自作小説の世界に召喚されたので俺は未完放置する(エタる)のをやめました!

冬塚おんぜ

エピローグ1 勇者と魔女の後日談


 この世界に平和を取り戻してから、七年の月日が経った。
 フェルノイエに建てた家から、馬車を出す。
 これから七年ぶりに、城下町へ向かう為だ。
 自警団の仕事は部下のピーターに任せたし、やる事は済ませた。

「エミリー! リノン! しっかり掴まってろよ!」

「はーい、パパ!」

「うん!」


 ――俺、ファルド・ウェリウスは、アンジェリカと結婚した。

 ヴィッカネンハイムという苗字は、俺にはやっぱり合わない。
 だから、あくまでウェリウスを名乗る事にした。
 もちろん、母さんとしっかり話し合った結果だ。

 それでも親子の繋がりが消えたわけじゃないから、たまに世間話をしたりもする。
 夫婦生活のアドバイスも。
 ……ルドフィート家の両親からもアドバイスを貰うけど、両者ともそれぞれ異なる視点からだから、色々と考える材料ができて楽しい。


 そのあと二年間、冒険の旅に出た。
 遠洋に出て、大陸の外の世界を見てみようと思ったんだ。

 新しい大陸を見つけたけど、少しして引き返した。
 アンジェリカの体の調子が良くないから。

 でも、戻ってきてルチアに診てもらったら、それは妊娠が理由だった。
 数ヶ月して、双子の姉妹が生まれた。
 その双子が、エミリーとリノンだ。

 魔女の子である俺と、魔女であるアンジェリカの間に生まれた二人の娘は、どっちも目が赤い。
 けれど、それは世界を救った勇者の血族であるという形で、周囲に歓迎された。
 ……昔じゃ考えられないよ。

 ところで、名前なんだけど……実を言うと、けっこう悩んだ。
 育ててくれた父さんと母さんの名前を付けるべきか、シンとメイと名付けるべきか。
 結局、そのどちらもやめた。

 代わりなんていないんだ。
 過去に縛られ続けちゃ駄目だ。
 シンとメイにしたって、もし万が一この世界にまたやってきたらと考えると、呼ぶ時に困る。

 だから、エマの綴りから、エミリー。
 ニールの綴りから、リノン。
 過去を忘れないようにしながらも、新しい別の名前にした。

 ひーちゃんは、ジェヴェンの所へ戻った。
 元の主人と一緒のほうが、やっぱり落ち着くらしい。
 たまに、パトロールを兼ねて会いに来るけど。


「ファルド! また忘れ物してるわよ。
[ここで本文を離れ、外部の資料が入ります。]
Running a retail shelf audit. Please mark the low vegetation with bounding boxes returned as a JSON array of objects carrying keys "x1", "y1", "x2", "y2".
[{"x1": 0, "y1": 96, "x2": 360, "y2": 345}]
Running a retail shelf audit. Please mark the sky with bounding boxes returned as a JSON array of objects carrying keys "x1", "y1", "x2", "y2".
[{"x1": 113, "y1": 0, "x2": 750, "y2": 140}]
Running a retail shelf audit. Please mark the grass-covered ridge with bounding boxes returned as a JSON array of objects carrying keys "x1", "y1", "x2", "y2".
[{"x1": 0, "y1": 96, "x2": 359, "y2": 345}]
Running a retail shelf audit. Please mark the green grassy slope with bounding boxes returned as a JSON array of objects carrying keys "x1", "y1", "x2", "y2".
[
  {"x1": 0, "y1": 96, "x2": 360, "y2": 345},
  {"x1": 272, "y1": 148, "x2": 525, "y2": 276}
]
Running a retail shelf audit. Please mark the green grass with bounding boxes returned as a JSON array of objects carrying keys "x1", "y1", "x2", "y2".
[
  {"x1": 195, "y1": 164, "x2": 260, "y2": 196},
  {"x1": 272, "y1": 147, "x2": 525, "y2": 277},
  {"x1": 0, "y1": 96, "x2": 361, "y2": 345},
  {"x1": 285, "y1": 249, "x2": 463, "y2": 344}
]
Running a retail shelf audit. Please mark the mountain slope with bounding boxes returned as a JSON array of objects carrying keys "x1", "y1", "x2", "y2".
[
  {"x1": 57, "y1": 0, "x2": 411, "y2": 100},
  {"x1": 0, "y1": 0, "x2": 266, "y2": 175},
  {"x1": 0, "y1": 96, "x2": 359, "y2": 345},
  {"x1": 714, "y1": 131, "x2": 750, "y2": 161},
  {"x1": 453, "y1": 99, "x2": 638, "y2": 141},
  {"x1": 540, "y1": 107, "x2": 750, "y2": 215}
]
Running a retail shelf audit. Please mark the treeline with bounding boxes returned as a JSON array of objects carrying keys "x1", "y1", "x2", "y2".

ほら、これ!」

「……あー、ごめん」

「もうっ! 自慢のお父さんどころか、これじゃ笑い者になっちゃうわよ」

「そこまで言わなくたっていいじゃないか」

「そうだよママ! もう近所では、笑い者だよ?」

「はぁ……アンタね。早くも威厳が台無しよ?」

「いざって時は頑張るよ」


 ……フェルノイエを出発して、城下町へ到着するまでに半日もかからない。
 そう、たったそれだけで着いちまう!

 昔じゃ考えられなかった。
 ロカデール国王が、俺の功績をたたえて(ホントは、みんなの功績って言って欲しかった)直通の交易路を作ってくれたお陰だ。


 目的地は、ルチアのいる教会だ。
 ビルネイン教の城下町支部は、ドレッタ商会と提携している。

 新しく発見した大陸の国家と国交を結ぶにあたって、色々とやらなきゃいけない事が増えた。
 それで、幅広くやっているドレッタ商会が取り計らっているとか。

 俺は難しい政治の事は解らないけど、あの人達のやろうとしている事は心配しなくていいんじゃないかって思っている。

 エミリーとリノンが生まれたばかりの頃にも思ったけど、あれだけ忌み嫌われていた魔女も、今ではすっかり仲間だ。
 掛け替えのない、みんなの一員なんだ。


 もちろん、近衛騎士団へと昇格したテオドラグナ――ドーラさんの呼び掛けも大きい。
 オフィーリア先輩(あの人は先輩って呼ぶと怒るけど)が、頑張って復興支援に力を尽くしたのを、ドーラさんが広めてくれた。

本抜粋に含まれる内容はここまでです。